Asked on 15 Aug 2018
I wouldn't bother too much with commissions because given the competitive nature, the rates are all fairly low (<1% for sure), and it's once-off. When most people talk about "costs eroding returns", they are referring to recurring costs like management fees (one consideration if you're thinking robo-advisors).
If you're going for value-investing, even if you're buying $1000 of one stock, the commission you are going to get charged is maybe $10. But if you're doing your research, and investing in right companies, you should be doing 15% p.a. returns, so that initial once-off cost of 1% ($10) is not so critical. I would study the custodian fees since these are charged in perpetuity.
Given the constantly dropping commission fees (U.S. already 0.00 USD reached for stocks and ETFs, f.ex. TD Ameritrade or Charles Schwab, no advertising from my part, I am only a very happy TD A customer), the absolute investing amount has almost no importance anymore. Perfect conditions for beginner retail investors, you could clearly experiment to find out what works.
my private strategy to successful equity investing is here, try to consider passive ETFs instead of single stock investing:
Dr. Wealth has covered this question before, let's read it from the expert:
He shared that "
If you take the $10 cost and divide it by the minimum commission of 1%. This gives you a figure of $1,000.
This means that if you want to keep your cost within 1% of your investment capital, you should invest a minimum of $1,000 (assuming your cost is $10)."
To get lower the initial buy in and sell out with
DBS cash upfront
standard charted bank
Dollar cost averaging
if you got capital invest on your own
You can start investing with $100 by doing RSP. As the commission for single trade can cost usually $25 commission. So only do that if you have high capital. But there are pros and cons. RSP transact once a month. While the other can invest anytime you want.

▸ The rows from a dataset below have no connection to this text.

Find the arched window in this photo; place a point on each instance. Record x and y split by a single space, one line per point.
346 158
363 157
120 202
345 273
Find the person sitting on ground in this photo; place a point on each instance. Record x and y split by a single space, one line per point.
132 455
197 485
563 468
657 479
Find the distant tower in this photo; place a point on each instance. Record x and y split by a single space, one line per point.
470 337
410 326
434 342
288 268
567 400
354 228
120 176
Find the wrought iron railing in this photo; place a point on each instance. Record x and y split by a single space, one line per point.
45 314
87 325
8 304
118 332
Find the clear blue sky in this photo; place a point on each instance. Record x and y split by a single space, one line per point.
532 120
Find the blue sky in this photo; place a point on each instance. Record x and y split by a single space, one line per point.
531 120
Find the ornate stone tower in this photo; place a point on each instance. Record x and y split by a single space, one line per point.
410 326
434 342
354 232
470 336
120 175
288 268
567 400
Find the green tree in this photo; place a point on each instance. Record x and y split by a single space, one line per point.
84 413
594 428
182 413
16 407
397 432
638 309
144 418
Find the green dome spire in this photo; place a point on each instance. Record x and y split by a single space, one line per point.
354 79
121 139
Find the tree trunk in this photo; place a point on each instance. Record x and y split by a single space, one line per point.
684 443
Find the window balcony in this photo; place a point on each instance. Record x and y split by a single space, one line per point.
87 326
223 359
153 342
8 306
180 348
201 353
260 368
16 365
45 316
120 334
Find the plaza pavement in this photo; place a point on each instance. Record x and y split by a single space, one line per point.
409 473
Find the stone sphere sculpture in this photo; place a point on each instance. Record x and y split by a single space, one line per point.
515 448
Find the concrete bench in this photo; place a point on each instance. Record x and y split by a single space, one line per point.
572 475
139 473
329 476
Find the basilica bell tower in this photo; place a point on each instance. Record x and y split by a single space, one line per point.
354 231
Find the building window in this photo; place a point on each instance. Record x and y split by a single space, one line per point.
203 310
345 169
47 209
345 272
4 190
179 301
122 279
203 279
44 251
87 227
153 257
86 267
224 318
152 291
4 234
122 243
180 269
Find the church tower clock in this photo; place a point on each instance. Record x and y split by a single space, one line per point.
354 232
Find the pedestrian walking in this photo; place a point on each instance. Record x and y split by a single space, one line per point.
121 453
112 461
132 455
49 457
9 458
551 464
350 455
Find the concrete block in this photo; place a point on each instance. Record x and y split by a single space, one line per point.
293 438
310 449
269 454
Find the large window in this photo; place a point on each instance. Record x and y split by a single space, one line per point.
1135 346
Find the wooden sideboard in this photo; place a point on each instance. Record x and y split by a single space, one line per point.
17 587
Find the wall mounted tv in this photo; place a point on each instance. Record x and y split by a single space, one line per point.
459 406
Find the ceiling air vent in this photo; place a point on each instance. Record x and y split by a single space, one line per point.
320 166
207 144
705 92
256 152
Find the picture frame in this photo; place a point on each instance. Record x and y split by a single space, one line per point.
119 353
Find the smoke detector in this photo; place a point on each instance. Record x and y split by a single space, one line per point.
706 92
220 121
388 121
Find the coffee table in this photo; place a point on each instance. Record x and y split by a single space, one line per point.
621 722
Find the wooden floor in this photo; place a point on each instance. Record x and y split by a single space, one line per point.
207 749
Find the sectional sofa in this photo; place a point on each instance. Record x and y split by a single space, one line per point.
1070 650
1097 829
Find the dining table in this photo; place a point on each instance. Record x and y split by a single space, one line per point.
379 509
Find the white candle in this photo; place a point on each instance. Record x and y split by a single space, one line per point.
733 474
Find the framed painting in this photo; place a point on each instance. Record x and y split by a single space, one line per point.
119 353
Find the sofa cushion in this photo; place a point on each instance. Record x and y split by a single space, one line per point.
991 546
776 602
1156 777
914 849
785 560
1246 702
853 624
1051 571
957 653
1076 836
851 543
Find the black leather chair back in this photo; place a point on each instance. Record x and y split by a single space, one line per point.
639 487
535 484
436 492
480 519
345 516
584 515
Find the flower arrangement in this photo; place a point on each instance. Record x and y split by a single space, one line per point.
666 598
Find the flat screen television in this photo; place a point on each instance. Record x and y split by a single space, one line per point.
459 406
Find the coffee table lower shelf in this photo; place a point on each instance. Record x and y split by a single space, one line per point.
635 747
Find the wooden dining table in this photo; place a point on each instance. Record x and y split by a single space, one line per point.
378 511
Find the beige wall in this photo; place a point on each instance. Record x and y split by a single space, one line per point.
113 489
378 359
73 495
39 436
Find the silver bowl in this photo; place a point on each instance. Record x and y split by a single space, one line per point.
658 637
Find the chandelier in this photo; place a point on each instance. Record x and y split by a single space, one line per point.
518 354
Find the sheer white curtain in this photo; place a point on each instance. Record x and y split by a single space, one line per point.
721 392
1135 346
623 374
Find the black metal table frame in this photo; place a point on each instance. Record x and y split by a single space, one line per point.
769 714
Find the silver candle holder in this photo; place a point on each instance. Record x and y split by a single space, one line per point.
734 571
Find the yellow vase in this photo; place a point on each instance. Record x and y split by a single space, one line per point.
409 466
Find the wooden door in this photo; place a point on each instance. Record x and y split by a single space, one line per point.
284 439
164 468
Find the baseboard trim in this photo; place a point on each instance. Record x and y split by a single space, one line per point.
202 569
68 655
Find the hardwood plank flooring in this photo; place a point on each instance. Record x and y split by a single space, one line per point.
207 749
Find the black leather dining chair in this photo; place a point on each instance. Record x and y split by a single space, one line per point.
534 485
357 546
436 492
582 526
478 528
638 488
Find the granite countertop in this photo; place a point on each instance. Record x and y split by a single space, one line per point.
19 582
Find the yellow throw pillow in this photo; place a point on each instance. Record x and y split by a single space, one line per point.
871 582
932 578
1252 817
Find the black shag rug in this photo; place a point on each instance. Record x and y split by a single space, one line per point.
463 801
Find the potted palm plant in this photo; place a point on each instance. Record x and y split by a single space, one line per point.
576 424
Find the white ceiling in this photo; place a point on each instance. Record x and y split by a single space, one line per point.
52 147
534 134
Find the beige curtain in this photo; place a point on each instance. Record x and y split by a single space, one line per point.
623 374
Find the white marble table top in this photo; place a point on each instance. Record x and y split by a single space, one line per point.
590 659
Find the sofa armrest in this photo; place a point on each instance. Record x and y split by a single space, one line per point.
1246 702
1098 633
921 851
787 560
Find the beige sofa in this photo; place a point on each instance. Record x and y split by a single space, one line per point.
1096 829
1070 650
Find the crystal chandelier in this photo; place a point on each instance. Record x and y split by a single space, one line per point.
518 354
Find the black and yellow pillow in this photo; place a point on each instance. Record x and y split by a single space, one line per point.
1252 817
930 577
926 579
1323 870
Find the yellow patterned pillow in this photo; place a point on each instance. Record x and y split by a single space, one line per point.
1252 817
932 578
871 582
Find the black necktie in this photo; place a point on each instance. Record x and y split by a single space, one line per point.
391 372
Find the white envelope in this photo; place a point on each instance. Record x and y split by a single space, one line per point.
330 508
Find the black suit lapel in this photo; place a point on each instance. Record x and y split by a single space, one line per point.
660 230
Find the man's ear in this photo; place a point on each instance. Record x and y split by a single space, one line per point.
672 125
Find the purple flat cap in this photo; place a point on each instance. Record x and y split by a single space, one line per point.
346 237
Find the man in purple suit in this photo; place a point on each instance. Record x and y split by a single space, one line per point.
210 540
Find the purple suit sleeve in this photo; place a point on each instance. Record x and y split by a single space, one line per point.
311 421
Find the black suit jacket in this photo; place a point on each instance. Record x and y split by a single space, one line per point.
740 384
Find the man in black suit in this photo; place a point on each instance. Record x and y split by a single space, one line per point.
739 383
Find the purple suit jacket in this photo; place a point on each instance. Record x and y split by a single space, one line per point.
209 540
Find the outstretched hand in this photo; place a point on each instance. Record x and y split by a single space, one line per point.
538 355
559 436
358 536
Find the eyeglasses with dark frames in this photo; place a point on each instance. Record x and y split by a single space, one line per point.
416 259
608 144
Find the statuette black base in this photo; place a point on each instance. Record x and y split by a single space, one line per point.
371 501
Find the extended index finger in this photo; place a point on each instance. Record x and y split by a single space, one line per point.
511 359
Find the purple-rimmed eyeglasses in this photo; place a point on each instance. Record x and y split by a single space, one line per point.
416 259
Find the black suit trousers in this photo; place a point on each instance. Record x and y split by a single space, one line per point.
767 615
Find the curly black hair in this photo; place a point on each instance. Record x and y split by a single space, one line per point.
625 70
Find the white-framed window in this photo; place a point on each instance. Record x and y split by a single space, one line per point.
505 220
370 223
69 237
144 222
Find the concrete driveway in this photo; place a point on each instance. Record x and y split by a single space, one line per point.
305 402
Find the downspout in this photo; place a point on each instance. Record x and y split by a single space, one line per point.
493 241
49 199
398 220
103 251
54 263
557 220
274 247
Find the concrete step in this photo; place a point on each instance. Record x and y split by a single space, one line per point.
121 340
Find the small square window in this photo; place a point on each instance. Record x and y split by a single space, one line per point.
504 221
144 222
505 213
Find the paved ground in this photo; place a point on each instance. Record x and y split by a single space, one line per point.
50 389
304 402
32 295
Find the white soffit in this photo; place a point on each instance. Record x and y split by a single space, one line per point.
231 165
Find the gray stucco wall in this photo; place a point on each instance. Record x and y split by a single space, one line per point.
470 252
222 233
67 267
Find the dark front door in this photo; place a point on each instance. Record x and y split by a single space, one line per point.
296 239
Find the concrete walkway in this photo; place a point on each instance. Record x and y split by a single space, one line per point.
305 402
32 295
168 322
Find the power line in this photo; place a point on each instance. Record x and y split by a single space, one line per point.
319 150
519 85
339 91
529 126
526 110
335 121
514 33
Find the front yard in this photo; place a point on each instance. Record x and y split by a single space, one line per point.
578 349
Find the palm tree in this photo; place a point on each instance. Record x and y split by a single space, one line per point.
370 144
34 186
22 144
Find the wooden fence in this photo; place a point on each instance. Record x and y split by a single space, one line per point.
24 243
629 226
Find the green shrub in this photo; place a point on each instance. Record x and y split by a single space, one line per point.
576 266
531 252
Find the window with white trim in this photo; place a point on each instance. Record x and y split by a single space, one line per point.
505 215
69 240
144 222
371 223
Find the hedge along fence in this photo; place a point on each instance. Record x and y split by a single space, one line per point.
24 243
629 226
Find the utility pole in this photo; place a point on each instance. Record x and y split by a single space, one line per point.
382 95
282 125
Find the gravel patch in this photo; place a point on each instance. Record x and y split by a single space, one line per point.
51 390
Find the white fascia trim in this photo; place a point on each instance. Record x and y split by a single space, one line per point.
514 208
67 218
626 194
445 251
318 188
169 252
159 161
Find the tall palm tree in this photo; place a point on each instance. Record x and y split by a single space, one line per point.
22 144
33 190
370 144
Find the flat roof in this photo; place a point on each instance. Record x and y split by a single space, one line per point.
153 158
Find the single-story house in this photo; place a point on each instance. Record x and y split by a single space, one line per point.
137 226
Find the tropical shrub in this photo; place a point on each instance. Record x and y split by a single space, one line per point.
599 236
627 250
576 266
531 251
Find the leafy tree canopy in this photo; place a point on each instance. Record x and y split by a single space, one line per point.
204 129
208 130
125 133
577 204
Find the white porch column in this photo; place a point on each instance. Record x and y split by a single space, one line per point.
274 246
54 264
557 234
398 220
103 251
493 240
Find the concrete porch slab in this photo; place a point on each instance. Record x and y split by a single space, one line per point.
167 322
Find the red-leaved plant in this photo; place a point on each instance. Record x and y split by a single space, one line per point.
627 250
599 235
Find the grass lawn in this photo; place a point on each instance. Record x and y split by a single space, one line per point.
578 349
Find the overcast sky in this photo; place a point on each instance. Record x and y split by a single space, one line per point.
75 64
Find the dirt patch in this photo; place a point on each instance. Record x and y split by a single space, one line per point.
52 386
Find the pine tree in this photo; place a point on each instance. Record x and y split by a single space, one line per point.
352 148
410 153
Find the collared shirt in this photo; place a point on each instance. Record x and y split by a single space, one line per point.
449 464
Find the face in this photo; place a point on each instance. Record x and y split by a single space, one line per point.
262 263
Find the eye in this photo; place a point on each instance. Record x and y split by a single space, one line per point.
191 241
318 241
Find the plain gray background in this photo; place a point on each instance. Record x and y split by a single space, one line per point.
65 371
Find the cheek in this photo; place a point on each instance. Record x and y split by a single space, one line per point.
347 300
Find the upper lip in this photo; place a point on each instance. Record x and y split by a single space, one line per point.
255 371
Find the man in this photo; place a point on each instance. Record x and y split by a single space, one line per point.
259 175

$100 per month is enough to start investing! you can check out the POSB regular savings plan, which can be found here: https://blog.seedly.sg/which-regular-savings-plan-is-the-cheapest/
Well for DBS and OCBC they charge $25 worth of transaction fee so I kinda calculate the potential dividends I can receive in the first year and ensure it is more than the commission fee. Thereafter it's a matter of letting it grow + accumulating more dividends!
Lowest comm out there is $10 + some gst etc. = $12+. (Fundsupermart, Stanchart)
Usual brokerage comm is $25 + gst, svc fees etc. = $28+
I would recommend investing at least $3 - 5k one shot to make it worthwhile. Comm should not be shaving off >3% of your returns at the initial start.
You can start investing with as low as a few hundred dollars, depending on how expensive the stock you like to purchase is.
Stock exchange platform has fees range between $10 to $25 per transaction with a maximum percentage tagged to the transaction amount. To maximise the percentage, you'll need about $5000 to $10000 in each transaction.